McGuckin’s substantial notes, are a particularly valuable feature of this volume. Whether explicating “a dense set of allusions” by Gregory of Nyssa or explaining Theodoret’s deviation from the prevailing semantic rules guiding the use of the term hypostasis, McGuckin’s expertise guides us through the deliberations of the Fathers. We observe the great doctrines of the faith slowly take shape as the Fathers write their treatises, letters, commentaries and sermons. Or to try a contemporary angle—it is as if we are reading the theological blogs of the Fathers as they daily wrestle with expressing facets of the glory of Christ.
If I were teaching Christology to seminarians, I would put this volume on my required reading list without hesitation. But I can hear the criticism already: “It would be much better for students to read complete texts of the fathers.” Sure. And it would be much better if their teacher were to read them entirely in the original languages. But life is short, and shorter still is a quarter or semester. This is a valuable patristic reader in Christology that will richly inform the minds of the broad middle, taking them to a new level, and beckon the minds of your best students to go deeper.
In McGuckin’s Conclusion he reflects back on the course of the book:
Often patristic theology has been caricatured as some form of lapse from the higher standard of the biblical age that preceded it. The thought of the Fathers is supposed, by some, to represent dogmatizing at its worst: wrangles of venal bishops, summons to the secular arm to enforce orthodoxy when reasonable debate has failed and cartloads of obscure philosophy and semantics muddying the clear streams of the Scriptures. This is, perhaps, a widespread sentiment, though few, when asked, can ever confess to having read much of the Fathers . . . . The reader of this volume will have seen what a vacuous cliché such a view of patristic decline represents. If any single fact emerges from this collection of sources on the early church’s understanding of Jesus, it must surely be that the Christians of the first five centuries were so deeply rooted in Scriptures that they could not conceive any theological formulation of the faith that was not, demonstrably and primarily, rooted in, based on and inspired by the evangelical account, as that was read through the illustrative lenses of the Law, the Prophets and the Psalms. (p. 179)

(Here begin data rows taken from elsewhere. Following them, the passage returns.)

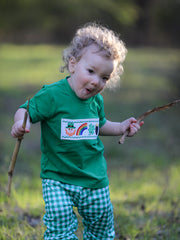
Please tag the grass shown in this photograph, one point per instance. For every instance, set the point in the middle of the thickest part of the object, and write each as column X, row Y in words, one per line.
column 144, row 172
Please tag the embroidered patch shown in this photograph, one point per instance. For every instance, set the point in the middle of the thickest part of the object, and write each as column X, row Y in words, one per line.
column 79, row 129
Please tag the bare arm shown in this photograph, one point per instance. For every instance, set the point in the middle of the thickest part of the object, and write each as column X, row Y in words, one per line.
column 17, row 129
column 119, row 128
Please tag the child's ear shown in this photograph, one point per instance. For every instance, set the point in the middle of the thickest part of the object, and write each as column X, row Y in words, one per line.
column 72, row 64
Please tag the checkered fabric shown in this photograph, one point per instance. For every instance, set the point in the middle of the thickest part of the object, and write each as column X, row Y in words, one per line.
column 93, row 205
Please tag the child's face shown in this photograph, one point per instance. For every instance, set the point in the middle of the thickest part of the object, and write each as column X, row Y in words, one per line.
column 90, row 74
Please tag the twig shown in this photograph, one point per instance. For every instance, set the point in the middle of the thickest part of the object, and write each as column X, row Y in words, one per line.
column 156, row 109
column 15, row 153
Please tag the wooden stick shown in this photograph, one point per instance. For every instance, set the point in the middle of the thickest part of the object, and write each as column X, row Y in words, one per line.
column 156, row 109
column 15, row 153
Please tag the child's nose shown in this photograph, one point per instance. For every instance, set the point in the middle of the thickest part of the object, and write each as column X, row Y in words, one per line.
column 95, row 81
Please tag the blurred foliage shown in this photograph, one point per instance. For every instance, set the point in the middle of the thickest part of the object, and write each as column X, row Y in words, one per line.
column 139, row 21
column 143, row 172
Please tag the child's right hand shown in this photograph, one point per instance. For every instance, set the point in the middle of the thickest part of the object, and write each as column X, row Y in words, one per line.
column 17, row 129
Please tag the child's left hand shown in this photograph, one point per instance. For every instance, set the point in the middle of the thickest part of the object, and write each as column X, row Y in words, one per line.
column 132, row 126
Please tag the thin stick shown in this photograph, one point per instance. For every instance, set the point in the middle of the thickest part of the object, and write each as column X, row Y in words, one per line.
column 15, row 153
column 156, row 109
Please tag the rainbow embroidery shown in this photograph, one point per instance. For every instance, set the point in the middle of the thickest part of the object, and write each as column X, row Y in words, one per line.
column 81, row 129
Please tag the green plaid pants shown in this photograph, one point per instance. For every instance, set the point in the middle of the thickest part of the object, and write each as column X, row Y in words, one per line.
column 93, row 205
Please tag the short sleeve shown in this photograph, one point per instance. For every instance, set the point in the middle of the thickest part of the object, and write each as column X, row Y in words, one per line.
column 102, row 118
column 42, row 105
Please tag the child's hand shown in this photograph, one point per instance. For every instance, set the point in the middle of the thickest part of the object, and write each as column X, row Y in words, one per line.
column 17, row 129
column 132, row 126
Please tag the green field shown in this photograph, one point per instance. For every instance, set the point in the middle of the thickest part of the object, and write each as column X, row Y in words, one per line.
column 144, row 172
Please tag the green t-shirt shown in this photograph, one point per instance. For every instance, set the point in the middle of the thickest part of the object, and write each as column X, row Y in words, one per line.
column 72, row 152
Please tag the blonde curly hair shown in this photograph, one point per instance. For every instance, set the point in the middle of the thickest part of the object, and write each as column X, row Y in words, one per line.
column 105, row 39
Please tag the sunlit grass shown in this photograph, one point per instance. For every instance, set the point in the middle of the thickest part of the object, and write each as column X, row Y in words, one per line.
column 144, row 172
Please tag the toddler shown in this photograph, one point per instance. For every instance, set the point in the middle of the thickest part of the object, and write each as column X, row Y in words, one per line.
column 71, row 112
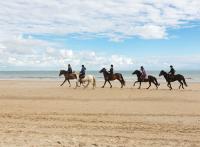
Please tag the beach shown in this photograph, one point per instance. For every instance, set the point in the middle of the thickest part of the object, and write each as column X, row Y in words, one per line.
column 41, row 113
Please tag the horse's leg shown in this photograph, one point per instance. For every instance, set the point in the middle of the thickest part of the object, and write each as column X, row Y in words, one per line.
column 104, row 84
column 181, row 85
column 139, row 85
column 69, row 83
column 110, row 84
column 170, row 86
column 76, row 84
column 63, row 82
column 87, row 84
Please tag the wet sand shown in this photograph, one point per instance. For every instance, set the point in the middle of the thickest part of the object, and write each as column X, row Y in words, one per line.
column 40, row 113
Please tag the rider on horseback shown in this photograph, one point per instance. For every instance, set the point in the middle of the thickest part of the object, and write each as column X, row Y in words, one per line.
column 69, row 70
column 143, row 75
column 82, row 72
column 171, row 72
column 111, row 71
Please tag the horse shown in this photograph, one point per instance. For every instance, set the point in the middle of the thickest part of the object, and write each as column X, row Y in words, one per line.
column 108, row 78
column 150, row 79
column 89, row 79
column 180, row 78
column 69, row 77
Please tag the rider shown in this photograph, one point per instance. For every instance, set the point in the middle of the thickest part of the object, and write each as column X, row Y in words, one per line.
column 69, row 70
column 144, row 75
column 171, row 72
column 111, row 71
column 82, row 72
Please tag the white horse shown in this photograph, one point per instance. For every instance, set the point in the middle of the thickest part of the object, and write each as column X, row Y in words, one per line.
column 89, row 79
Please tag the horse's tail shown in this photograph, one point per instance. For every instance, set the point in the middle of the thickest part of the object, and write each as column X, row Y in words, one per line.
column 94, row 82
column 184, row 82
column 123, row 81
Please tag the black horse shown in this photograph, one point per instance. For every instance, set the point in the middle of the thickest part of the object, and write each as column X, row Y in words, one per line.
column 68, row 76
column 150, row 79
column 108, row 78
column 180, row 78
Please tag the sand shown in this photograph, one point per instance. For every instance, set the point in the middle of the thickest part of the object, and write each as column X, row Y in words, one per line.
column 40, row 113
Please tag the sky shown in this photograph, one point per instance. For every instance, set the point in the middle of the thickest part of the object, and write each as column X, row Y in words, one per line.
column 50, row 34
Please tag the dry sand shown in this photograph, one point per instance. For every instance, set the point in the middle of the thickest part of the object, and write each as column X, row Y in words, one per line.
column 40, row 113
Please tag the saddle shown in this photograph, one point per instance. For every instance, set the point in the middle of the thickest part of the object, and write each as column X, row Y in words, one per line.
column 171, row 77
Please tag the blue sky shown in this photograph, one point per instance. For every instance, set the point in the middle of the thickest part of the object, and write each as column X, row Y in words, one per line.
column 48, row 35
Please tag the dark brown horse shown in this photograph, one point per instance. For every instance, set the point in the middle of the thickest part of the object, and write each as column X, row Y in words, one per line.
column 150, row 79
column 68, row 77
column 108, row 78
column 169, row 79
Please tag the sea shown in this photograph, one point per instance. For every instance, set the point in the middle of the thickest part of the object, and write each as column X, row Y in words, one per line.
column 191, row 76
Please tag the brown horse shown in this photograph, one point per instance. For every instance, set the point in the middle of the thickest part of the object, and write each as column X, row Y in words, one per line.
column 108, row 78
column 68, row 77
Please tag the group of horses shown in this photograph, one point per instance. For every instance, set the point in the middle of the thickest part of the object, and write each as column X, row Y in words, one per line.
column 118, row 76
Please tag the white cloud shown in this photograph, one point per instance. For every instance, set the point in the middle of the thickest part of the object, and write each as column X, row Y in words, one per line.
column 114, row 19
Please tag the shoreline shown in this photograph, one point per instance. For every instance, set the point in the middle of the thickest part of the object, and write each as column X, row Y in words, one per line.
column 41, row 113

Then, speaking of the “profound character of pastoral guidance that illumines all this deep theological argument” in the fathers, McGuckin comments:
Bloviation, the abstraction of hot air in immense measures, is not peculiar to theologians, one presumes. But theologians have been guilty of more of it than most other professions of late. There is, in these patristic citations, a recurring current of pastoral practicality. What they want to know is, how do these saving truths help the faithful to remain faithful? How is theology connected with the real life of the church and with the real prayer life and real temptations of those who continue to profess Jesus as their Lord? How does it all lead us into a new standard of life that itself represents compassion to others? This is authentic theology. It speaks to the heart as well as the mind. It is intellectually elevated and spiritually illuminating all at the same time.

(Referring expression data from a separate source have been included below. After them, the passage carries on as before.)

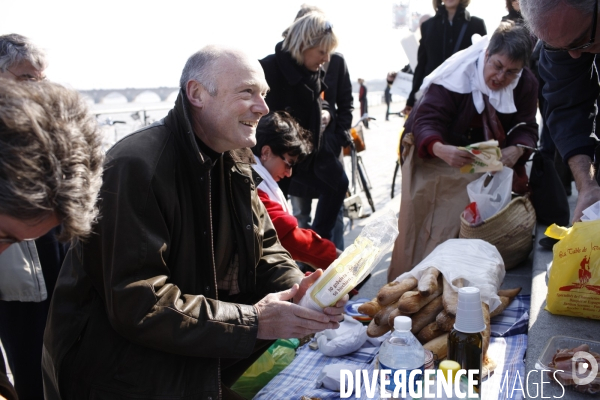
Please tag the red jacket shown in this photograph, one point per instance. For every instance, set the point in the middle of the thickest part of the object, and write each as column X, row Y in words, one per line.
column 303, row 244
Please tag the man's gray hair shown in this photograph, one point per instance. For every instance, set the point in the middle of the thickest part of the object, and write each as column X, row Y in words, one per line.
column 51, row 156
column 199, row 68
column 15, row 48
column 536, row 12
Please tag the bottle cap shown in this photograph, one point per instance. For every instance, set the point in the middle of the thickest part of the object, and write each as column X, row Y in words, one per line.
column 469, row 315
column 402, row 323
column 449, row 368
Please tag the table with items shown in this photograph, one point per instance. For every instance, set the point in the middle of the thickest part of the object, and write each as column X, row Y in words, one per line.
column 507, row 347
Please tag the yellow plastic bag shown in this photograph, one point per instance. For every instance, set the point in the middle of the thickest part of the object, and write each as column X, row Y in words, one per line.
column 574, row 282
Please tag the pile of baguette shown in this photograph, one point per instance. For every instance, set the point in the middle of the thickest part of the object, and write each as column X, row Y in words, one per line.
column 431, row 304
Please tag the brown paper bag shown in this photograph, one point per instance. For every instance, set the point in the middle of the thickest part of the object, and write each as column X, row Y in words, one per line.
column 433, row 197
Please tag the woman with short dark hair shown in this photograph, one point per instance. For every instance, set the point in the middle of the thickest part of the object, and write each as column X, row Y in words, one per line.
column 281, row 143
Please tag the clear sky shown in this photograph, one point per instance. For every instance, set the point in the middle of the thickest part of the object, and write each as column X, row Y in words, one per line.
column 134, row 43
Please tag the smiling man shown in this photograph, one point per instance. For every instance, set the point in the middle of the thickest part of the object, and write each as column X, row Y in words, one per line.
column 50, row 173
column 184, row 282
column 568, row 65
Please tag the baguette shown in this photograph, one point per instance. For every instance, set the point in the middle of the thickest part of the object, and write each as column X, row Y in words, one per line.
column 429, row 333
column 395, row 313
column 370, row 308
column 429, row 281
column 412, row 301
column 391, row 292
column 381, row 318
column 445, row 321
column 374, row 330
column 451, row 296
column 426, row 315
column 438, row 346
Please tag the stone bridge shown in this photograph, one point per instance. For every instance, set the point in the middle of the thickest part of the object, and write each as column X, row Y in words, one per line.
column 131, row 94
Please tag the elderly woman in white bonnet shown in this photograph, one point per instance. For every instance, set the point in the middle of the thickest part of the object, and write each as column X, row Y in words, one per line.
column 477, row 94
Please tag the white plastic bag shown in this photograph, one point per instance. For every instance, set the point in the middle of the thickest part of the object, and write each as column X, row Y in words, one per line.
column 476, row 261
column 354, row 264
column 495, row 196
column 348, row 338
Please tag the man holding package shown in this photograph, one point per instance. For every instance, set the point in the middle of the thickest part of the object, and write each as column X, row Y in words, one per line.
column 479, row 94
column 184, row 282
column 569, row 66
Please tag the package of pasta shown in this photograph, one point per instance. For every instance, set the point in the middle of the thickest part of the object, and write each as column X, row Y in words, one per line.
column 355, row 263
column 487, row 157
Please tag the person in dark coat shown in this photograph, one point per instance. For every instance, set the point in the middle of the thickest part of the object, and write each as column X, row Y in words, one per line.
column 22, row 338
column 48, row 123
column 296, row 79
column 568, row 64
column 449, row 31
column 364, row 103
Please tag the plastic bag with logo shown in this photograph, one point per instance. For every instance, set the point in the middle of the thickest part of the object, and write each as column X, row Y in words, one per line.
column 270, row 363
column 574, row 281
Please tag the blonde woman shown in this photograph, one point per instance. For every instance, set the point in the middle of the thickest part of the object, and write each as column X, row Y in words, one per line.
column 295, row 76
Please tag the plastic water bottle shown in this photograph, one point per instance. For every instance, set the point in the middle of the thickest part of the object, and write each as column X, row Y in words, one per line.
column 402, row 351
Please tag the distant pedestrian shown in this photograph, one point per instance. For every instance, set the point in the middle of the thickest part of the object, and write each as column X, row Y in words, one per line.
column 387, row 93
column 364, row 104
column 449, row 31
column 296, row 76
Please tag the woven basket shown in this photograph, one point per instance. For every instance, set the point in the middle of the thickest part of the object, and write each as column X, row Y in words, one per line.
column 510, row 231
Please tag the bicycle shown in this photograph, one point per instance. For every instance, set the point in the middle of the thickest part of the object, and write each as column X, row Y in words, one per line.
column 352, row 207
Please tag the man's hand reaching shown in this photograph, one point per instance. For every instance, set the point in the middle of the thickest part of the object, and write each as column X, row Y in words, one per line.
column 280, row 319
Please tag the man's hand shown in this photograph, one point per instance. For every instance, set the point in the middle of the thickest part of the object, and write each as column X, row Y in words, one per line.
column 510, row 155
column 453, row 156
column 325, row 119
column 280, row 319
column 589, row 191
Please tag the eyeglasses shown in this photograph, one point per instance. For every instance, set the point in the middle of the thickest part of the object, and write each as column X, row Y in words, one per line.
column 551, row 49
column 27, row 77
column 288, row 165
column 508, row 73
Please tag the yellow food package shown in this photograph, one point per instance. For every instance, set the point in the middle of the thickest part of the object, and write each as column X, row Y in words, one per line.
column 487, row 157
column 355, row 263
column 574, row 281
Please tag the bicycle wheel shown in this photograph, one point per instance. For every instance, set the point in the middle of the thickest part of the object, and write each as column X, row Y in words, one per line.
column 396, row 169
column 364, row 181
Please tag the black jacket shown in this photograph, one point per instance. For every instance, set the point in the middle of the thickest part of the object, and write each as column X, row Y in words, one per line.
column 296, row 90
column 136, row 310
column 341, row 103
column 571, row 91
column 438, row 42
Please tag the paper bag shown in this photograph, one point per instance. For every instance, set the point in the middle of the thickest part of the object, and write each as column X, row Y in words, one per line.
column 574, row 282
column 433, row 197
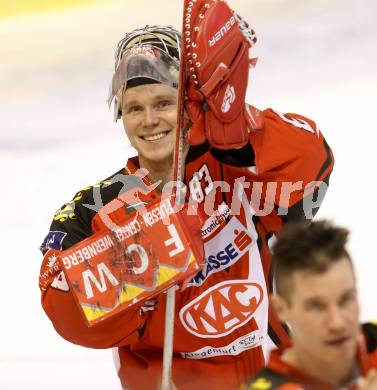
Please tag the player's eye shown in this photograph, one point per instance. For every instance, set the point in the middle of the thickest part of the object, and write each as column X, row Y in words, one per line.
column 315, row 306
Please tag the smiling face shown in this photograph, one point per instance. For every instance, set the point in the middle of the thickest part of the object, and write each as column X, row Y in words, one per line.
column 149, row 114
column 323, row 314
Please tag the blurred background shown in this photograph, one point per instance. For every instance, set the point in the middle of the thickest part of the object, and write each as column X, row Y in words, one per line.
column 317, row 58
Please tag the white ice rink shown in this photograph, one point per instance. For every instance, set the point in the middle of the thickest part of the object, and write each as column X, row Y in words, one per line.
column 317, row 58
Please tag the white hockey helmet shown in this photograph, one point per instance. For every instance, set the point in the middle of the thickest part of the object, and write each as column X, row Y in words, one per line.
column 147, row 55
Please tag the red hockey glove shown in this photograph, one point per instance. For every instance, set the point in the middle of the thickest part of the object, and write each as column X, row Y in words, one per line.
column 216, row 43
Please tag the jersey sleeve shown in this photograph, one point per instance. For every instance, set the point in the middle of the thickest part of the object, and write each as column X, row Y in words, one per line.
column 291, row 152
column 71, row 224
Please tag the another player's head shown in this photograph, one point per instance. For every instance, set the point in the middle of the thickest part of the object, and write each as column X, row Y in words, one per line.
column 144, row 90
column 316, row 295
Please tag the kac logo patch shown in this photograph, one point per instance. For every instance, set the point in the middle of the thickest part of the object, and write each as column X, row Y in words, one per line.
column 53, row 240
column 221, row 309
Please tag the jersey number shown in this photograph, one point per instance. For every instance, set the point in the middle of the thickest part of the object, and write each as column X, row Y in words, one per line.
column 197, row 191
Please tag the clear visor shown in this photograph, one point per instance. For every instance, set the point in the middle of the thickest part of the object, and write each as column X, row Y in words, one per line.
column 144, row 62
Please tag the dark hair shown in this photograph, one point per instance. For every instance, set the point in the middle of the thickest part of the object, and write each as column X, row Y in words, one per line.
column 307, row 247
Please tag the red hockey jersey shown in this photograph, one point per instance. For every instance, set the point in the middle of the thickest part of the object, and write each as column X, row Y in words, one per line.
column 224, row 326
column 280, row 375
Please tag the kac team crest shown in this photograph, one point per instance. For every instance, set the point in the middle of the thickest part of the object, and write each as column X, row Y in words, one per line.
column 222, row 308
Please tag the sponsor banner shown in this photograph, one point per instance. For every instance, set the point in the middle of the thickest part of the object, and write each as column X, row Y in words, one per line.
column 223, row 308
column 224, row 250
column 53, row 240
column 215, row 221
column 249, row 341
column 112, row 270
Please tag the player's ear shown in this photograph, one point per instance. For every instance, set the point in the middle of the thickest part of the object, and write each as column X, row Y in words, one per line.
column 281, row 306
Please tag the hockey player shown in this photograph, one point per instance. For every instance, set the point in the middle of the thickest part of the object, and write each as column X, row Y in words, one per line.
column 316, row 295
column 224, row 326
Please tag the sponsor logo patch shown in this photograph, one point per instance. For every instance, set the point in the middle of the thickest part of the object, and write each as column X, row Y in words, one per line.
column 222, row 308
column 53, row 240
column 224, row 250
column 243, row 343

It gives us a gold standard of what Christian reflection can be. The gleam of gold endures, even through the sometimes dreary shroud of translation, and the necessary dust of the ages lying between us and them. For these reasons it has been a labor of love to present this literature yet again. Collected together, and multiplied by five as we proceed through the other volumes devoted to the Nicene Creed in this series, we will find no less than a magnificent monument to the apostolic faith. This is the heart of what the writer of 1 Timothy spoke about: “The church of the living God, the pillar and bulwark of the truth.” (p. 181)
No bloviation here. Just gleams of pure gold.